Is there a space or setting (dream place) where you would like to hold an exhibition?

No doubt there are several and they are the ones that many know as temples of reference, however more than that I feel like working more immensely in other continents than Europe, with other places of speech than a westernized vision regarding contemporary art, its production, canons and rules dictated by a certain market and point of view.

2021, Installation view at Uma Lulik_, Lisbon
Curatorial Text: Borbála Soós

How to describe a typical Paulo Arraiano day? (Are there any typical days?)
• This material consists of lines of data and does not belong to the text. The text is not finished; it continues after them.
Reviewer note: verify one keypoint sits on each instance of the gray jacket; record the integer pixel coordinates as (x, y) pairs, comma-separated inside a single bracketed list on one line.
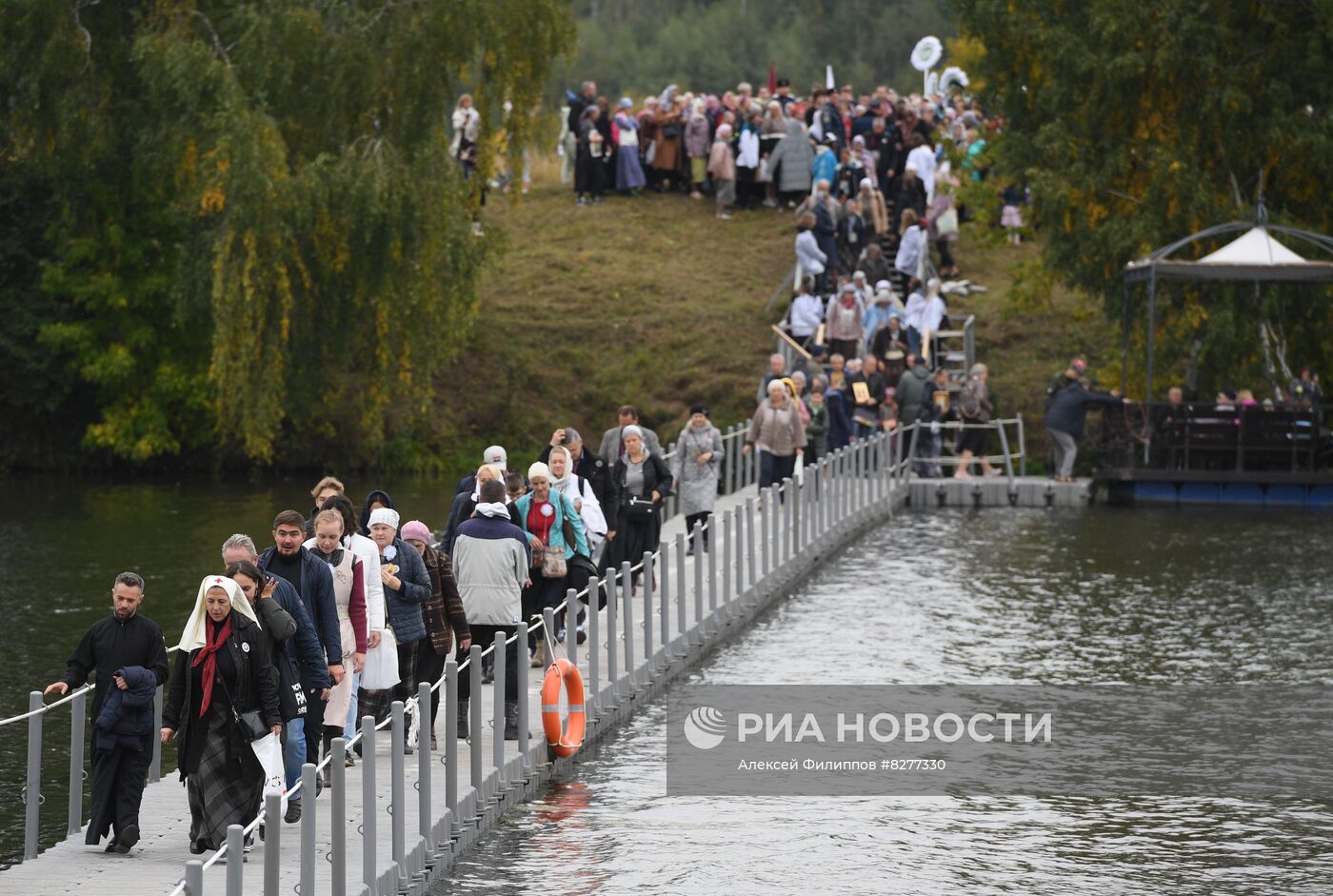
[(490, 562), (609, 449), (795, 153)]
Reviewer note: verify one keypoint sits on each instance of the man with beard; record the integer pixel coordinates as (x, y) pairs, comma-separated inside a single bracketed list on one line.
[(129, 655)]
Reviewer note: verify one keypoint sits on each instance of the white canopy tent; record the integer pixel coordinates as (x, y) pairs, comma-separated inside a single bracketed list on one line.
[(1255, 256)]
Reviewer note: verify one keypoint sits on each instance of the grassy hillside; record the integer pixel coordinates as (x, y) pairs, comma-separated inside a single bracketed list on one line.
[(649, 302), (656, 303)]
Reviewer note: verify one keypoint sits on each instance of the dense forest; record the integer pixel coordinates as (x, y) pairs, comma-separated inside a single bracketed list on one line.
[(230, 229), (639, 47), (1137, 124)]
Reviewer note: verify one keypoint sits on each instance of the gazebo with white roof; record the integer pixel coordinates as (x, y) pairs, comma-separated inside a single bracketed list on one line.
[(1255, 256)]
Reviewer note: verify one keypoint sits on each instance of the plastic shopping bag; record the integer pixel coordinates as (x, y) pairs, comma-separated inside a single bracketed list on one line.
[(382, 665), (269, 749)]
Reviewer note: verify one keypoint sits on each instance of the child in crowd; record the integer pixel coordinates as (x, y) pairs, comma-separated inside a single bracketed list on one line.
[(722, 166), (515, 487)]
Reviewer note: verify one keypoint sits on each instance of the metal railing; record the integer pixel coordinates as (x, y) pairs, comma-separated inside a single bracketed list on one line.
[(836, 496), (755, 540), (1012, 452), (737, 471)]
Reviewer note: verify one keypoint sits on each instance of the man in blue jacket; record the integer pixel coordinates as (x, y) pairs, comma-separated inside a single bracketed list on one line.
[(1064, 420), (313, 582), (306, 651)]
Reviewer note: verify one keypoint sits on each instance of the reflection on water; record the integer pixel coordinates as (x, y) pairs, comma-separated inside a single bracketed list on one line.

Definitely not. Although after the pandemic I stayed longer in the same place for obvious reasons I ended up alternating between studio work and research and travel, field work and exhibition. I’m not one to stay at home or locked up in a studio for too long, I need input a lot and enjoy working in teams and creating dialogue. The travel component is essential to me as a human being and to my whole body of work and research, so it makes the idea of the -typical day- a little absent.

Photographies by Inês Ventura, at the artist’s atelier, in Juzo Village, Cascais. 
9th March 2022. (except the artwork)


Paulo Arraiano is represented by the galleries Uma Lulik_ [Lisbon] and Dimora Artica / Candy Shake Gallery [Milan].
He is also co-founder of Re_act Contemporary Art Laboratory and Residency Program [Azores]; WATA Publishing and No.Stereo, (artist-run platform). His practice relates to an idea of visual seismography, measuring waves concerning new natural, social and cultural paradigms, his research, between matter-non-matter, involves body, landscape and technology, raising questions about climate change, biosphere, extinction, transhumanism and Anthropocene.


Paulo Arraiano is a Portuguese artist born in Cascais in 1977, where he lives and works to today. 

Paulo Arraiano at his atelier, in Juzo Village, Cascais.